Now there are two people hanging off my body. My two best friends on the surface of this unfair, messy, and tragic planet Earth.

“Ow,” I say.

Q lets go; Joy slips off as I tip backward, hitting her butt on the floor.

“Let me see yours,” I say to Q. “Where is it?”

We sift through his prodigious pile—Q applied to fifteen schools—using all six of our hands to spread everything across the whole table surface.

“Where is it, where is it,” I say. I’m scanning for the big red
S
and its tree. Howard, Georgia Tech, Cal Tech, Cornell, all Fats, and finally there it is: Stanford.

It’s a Thin.

Everything’s gone quiet. Even the baristas say nothing. They eye us nervously from behind their big coffee machines.

“Q,” I say.

Q’s knees buckle once and he catches himself at the edge of the table.

“I don’t get it,” says Q. He carefully picks up the envelope and tugs at its edges, like maybe it shrank in the wash. Then he lets it drop.

“But my uncle does research there,” says Q to no one. “Even my stupid sister got in. This makes no sense.”

“Oh, Q,” says Joy.

Now it’s our turn to hang off of him. He doesn’t handle the weight so well, and falls into a chair.

“Stanford was my only West Coast school,” says Q. “I just assumed.”

“You didn’t apply to Berkeley?”

Q shakes his head. “I just assumed.”

“What’s your second choice?”

Q shrugs and nudges a Fat on the pile. “Well, I guess I got into MIT, but.”

My eyes go flat. “You got into MIT.”

He shrugs at the envelope. It is most definitely a Fat. It’s the most Fat one there.

“You got into MIT,” I say.

“We’re gonna be so far away from each other,” he says.

Q, I decide, is the stupidest smart person I know. I take the envelope, hold it by two corners, and give it a generous backswing.

“Don’t,” says Joy.

“I have to do this,” I say, and score a clean hit to Q’s temple.

“You got into MIT,” I say, hitting Q over and over again. “You got into MIT. You got into MIT.”

“I guess that’s something to be proud of, huh,” says Q finally.

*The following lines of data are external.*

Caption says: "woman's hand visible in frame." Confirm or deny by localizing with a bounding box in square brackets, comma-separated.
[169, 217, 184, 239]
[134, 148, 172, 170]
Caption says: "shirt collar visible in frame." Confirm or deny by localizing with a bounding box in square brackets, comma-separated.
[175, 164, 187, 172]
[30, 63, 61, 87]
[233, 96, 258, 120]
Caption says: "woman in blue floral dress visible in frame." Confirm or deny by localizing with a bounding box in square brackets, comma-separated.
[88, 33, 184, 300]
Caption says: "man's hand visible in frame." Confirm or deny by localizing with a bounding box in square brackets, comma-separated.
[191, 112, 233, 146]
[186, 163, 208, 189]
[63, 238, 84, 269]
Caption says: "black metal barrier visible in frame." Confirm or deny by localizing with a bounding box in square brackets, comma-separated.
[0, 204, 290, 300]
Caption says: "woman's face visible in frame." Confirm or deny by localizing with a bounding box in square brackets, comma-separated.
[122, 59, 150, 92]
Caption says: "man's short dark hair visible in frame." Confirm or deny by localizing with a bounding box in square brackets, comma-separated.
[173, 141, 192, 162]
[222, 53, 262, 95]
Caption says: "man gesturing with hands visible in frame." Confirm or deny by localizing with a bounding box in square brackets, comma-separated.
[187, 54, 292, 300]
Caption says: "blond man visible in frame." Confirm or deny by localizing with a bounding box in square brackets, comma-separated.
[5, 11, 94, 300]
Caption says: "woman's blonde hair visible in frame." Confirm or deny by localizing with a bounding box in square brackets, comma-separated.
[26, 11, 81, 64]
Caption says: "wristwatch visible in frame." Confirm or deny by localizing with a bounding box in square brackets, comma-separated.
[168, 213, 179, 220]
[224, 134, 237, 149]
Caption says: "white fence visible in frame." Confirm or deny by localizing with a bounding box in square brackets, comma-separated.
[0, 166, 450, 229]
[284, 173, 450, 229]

There’s a pitter-patter of applause coming from behind the counter as the glamorous baristas clap their finely boned hands together.

“You kids are, like, smart,” says the male barista.

“Jyeah,” says the female barista through her chewing gum.

Me, Joy, and Q huddle in close for a group forehead hug.

“We did it,” I say. “I’m happy and sad at the same time.”

“Sappy,” says Q.

“Had,” says Joy.

•   •   •

When I get home, I flop the Stanford Fat onto the kitchen counter. Mom smiles like
I knew it.
Of course Mom knew. She’s the one who’s been dutifully packing the Bag of Holding in the first place. She takes the Thin from Harvard and simply rips it in half and smiles.